Gesprächsrunde zu Stadtraum, Gestaltung und Zusammenleben
Dienstag, 12.5.2026, 18 Uhr
Mit Felix Egle (Kommunikations- und Social Designer), Daniel Hopp (Künstler), Christine Tügel (Vorständin Jugendhilfe e. V.)
Moderation: Siri Keil (Kulturjournalistin)

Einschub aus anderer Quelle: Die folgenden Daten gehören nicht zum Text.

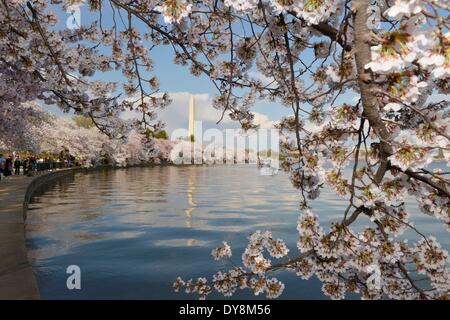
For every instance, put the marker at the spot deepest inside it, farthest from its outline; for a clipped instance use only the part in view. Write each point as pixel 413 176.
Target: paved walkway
pixel 17 280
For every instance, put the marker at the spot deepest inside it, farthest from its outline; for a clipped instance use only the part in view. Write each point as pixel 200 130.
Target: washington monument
pixel 191 117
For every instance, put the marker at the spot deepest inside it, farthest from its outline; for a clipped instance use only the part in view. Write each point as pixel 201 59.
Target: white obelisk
pixel 191 117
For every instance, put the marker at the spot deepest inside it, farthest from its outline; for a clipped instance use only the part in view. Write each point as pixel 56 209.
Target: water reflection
pixel 138 229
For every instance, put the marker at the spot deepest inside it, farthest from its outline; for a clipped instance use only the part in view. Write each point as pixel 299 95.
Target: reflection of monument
pixel 190 198
pixel 191 117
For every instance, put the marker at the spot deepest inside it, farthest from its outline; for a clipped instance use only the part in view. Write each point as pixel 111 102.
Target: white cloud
pixel 175 116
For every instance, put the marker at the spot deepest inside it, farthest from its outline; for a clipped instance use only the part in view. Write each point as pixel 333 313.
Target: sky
pixel 180 84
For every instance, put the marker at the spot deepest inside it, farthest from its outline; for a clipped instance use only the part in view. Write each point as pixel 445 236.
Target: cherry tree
pixel 362 80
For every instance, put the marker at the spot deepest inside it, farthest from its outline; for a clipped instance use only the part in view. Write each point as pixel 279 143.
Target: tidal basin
pixel 133 231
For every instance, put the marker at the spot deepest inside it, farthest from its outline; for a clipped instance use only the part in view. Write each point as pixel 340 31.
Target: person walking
pixel 7 171
pixel 25 166
pixel 2 165
pixel 17 164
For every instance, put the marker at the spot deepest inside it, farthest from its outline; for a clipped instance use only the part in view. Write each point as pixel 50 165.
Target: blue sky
pixel 179 83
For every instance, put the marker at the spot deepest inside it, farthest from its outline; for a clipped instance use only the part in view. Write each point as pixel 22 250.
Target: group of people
pixel 7 165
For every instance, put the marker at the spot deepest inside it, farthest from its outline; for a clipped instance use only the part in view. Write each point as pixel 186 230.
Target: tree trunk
pixel 369 100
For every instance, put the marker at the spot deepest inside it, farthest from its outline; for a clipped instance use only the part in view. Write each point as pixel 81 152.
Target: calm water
pixel 133 231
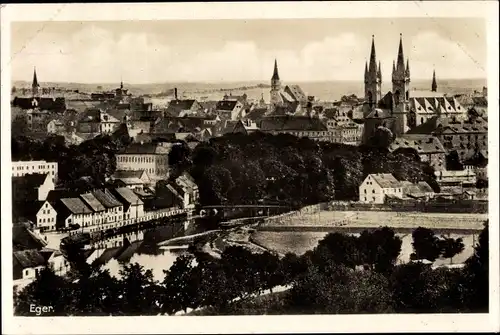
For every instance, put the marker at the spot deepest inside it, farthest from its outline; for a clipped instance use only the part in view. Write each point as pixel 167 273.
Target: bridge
pixel 250 210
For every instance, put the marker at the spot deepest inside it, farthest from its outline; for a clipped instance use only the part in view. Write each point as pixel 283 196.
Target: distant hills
pixel 325 90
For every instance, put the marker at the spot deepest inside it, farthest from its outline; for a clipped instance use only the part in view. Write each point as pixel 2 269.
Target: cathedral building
pixel 290 97
pixel 402 109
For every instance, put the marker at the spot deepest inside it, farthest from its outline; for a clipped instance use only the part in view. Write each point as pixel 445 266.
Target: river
pixel 162 245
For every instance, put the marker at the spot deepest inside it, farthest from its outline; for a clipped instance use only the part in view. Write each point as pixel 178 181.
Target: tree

Im Rahmen des Hamburger Architektur Sommer 2026
Teilnahme frei
Das Symposium nimmt das Umfeld des Hamburger Hauptbahnhofs als exemplarischen Ort urbaner Verdichtung und sozialer Aushandlung in den Blick. Hier treffen Fragen von Wohnen und Nicht-Wohnen, psychischer Gesundheit, Sucht, Migration, Teilhabe und öffentlichem Raum in besonderer Intensität aufeinander. Mit Bezug auf Daniel Hopps Ausstellung Fictional Healing, für die der Künstler im Dialog mit Personen, die von Abhängigkeit betroffen sind, dokufioktionale Filmszenen entwickelte, eröffnet das Gespräch neue Perspektiven auf Verantwortung und Gestaltung in der Stadt.
Im Mittelpunkt steht ein interdisziplinärer Austausch zwischen Design, Sozialer Arbeit, zivilgesellschaftlicher Praxis und Forschung. Diskutiert wird, wie öffentlicher Raum Menschen ein- oder ausschließt – durch Architektur, Planung, institutionelle Strukturen und gesellschaftliche Narrative. Welche Räume ermöglichen Schutz, Würde und Zugehörigkeit? Wie können akzeptierende, niedrigschwellige Ansätze in Stadtgestaltung, Versorgung und Nachbarschaft verankert werden? Und welche Rolle spielen Teilhabe und migrantische Perspektiven in diesen Prozessen?
Das Symposium versteht sich als offener Denkraum zwischen lokaler Praxis und übergeordneten gesellschaftlichen Fragen. Es lädt dazu ein, urbane Räume neu zu lesen – und gemeinsam darüber nachzudenken, wie Stadt für alle gestaltet werden kann.